La frénésie des éliminatoires était de passage en ville pour la première fois en dix ans.
Un péquenot à la dent unique communiait le regard vide et le coeur solitaire, assis à sa place habituelle près de la caisse enregistreuse du Marché Amherst, face au téléviseur qui diffusait le grand match.
Sur la rue Ontario, près de Saint-Timothée, se lamentant entre deux lampées de vin de messe, une silhouette indistincte titube dans la trappe à B.S., lieu de pélerinage qui sent le calvaire et la bière renversée.
Cependant le dépanneur voisin regorge d'enthousiasme. Une faune pittoresque s'est agglutinée pour ne rien manquer de l'affrontement ultime. Ceci est mon corps, mutilé pendant 7 matchs. Ceci est ma bouteille de Gatorade, prenez et buvez-en tous.
Le pointage est toujours de 0-0 en ce début de troisième période.
Le commis me remet distraitement mes vingt-cinq cents, Théodore sort audacieusement à la droite de ses filets, et à ma gauche un Chinois pieux lâche un «Calisse » empreint de dévotion.

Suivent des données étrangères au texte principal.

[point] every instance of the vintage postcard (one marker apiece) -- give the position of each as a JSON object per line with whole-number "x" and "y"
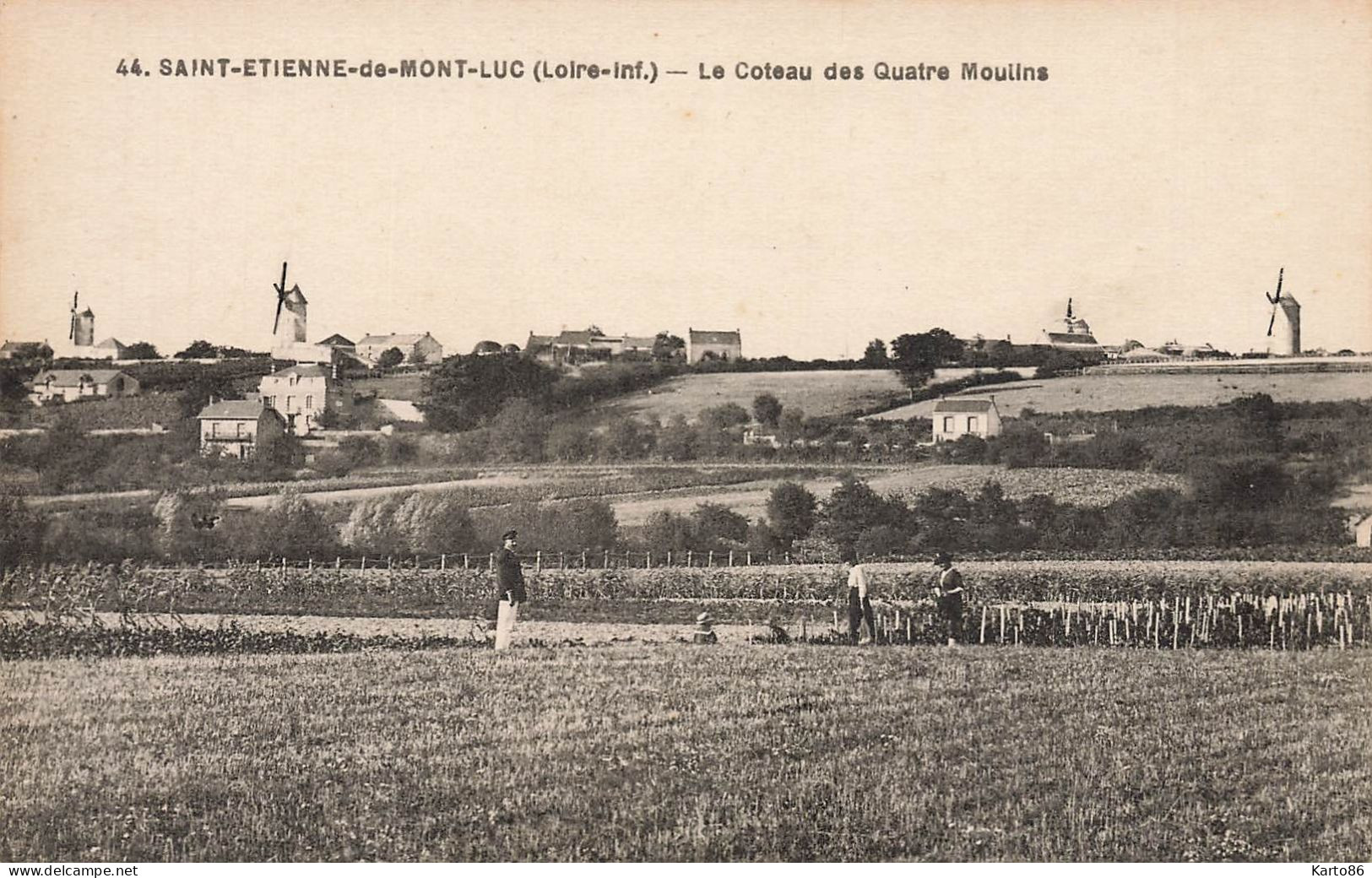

En vérité je vous le dit, cette nuit là, avant que la sirène qui marque la fin de ce septième match n'ait chanté dans l'enceinte du Fleet Center de Boston, le Tricolore aura marqué deux fois.
Dégagé des ténèbres par Kovalev, le disque apparait devant le filet pour Zednik à 10 minutes 52 secondes du dernier engagement. Andrew Raycroft, pourquoi regardais-tu la paille dans la visière de ton défenseur et non pas la rondelle dans ton propre filet ?
À quelques secondes de la fin, Zednik enfoncera le dernier clou en poussant dans un filet désert l'auréole de caoutchouc traversée en zone neutre par Koivu le miraculé.
En vérité je vous le dit, cette nuit là, c'est de l'est que la rumeur me parvint, par la porte ouverte de ma galerie arrière et jusqu'à mon humble logis. Les clameurs entonnées depuis Hochelaga-Maisonneuve m'annoncèrent le retour des Glorieux, et l'élimination des Bruins de Boston, par quatre victoires contre trois.